American accounting scholar (1882–1965)

Roy Bernard Kester (September 11, 1882 - October 21, 1965) was an American accountant, and Professor of accounting at the Columbia University. He is known as a prolific author in the field of accounting.

== Biography ==
Born in Cameron, Missouri to Julius B. and Jessie M. Corn Kester, Kester attended Cameron High School, and obtained his BA in economics in 1902 at Missouri Wesleyan College. About a decade later he obtained another BA from the University of Denver, in 1911. He continued his studies at Columbia University, where he obtained his MA in 1912 and his PhD in 1919. In between, in 1914, he obtained his CPA license for the State of Colorado.
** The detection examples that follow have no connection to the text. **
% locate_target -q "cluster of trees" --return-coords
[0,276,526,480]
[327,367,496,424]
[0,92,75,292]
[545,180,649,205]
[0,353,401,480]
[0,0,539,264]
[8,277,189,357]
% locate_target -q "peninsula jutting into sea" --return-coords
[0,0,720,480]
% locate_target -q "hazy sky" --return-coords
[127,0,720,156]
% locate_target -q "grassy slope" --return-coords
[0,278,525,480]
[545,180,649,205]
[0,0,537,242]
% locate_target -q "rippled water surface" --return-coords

Kester had started his academic career at the Missouri Wesleyan College in 1902, and from 1907 he was also lecturer at East Denver High School and subsequently at the University of Denver. In 1915 he moved to Columbia University in New York City, where he worked his way up from Assistant Professor in 1919, to Associate Professor in 1920, and to Full Professor in 1922. He served until his retirement in 1948. Among his PhD students was Henry Whitcomb Sweeney (1898-1967). From 1911 on, Kester also was working as a practising public accountant, and had joined the New York accountancy firm Boyce, Hughes and Farrell in 1917.

Kester was elected vice president of the American Accounting Association from 1922 to 1925, and served as its president during 1925. From 1925 to 1928 he served at the National Academy of Arbitrators as director of research in cost and management accounting, as successor of Professor Gould Harris of New York. In 1941 Kester was awarded an honorary Doctor of Laws degree by Baker University. He was inducted into the Accounting Hall of Fame in 1957.

== Selected publications ==
- Kester, Roy Bernard. Accounting theory and practice. Vol. 2. The Ronald Press Company, 1918.
- Kester, Roy Bernard. Depreciation. No. 28. Ronald Press Company, 1924.
- Kester, Roy Bernard. Advanced accounting, with practice problems. (1946).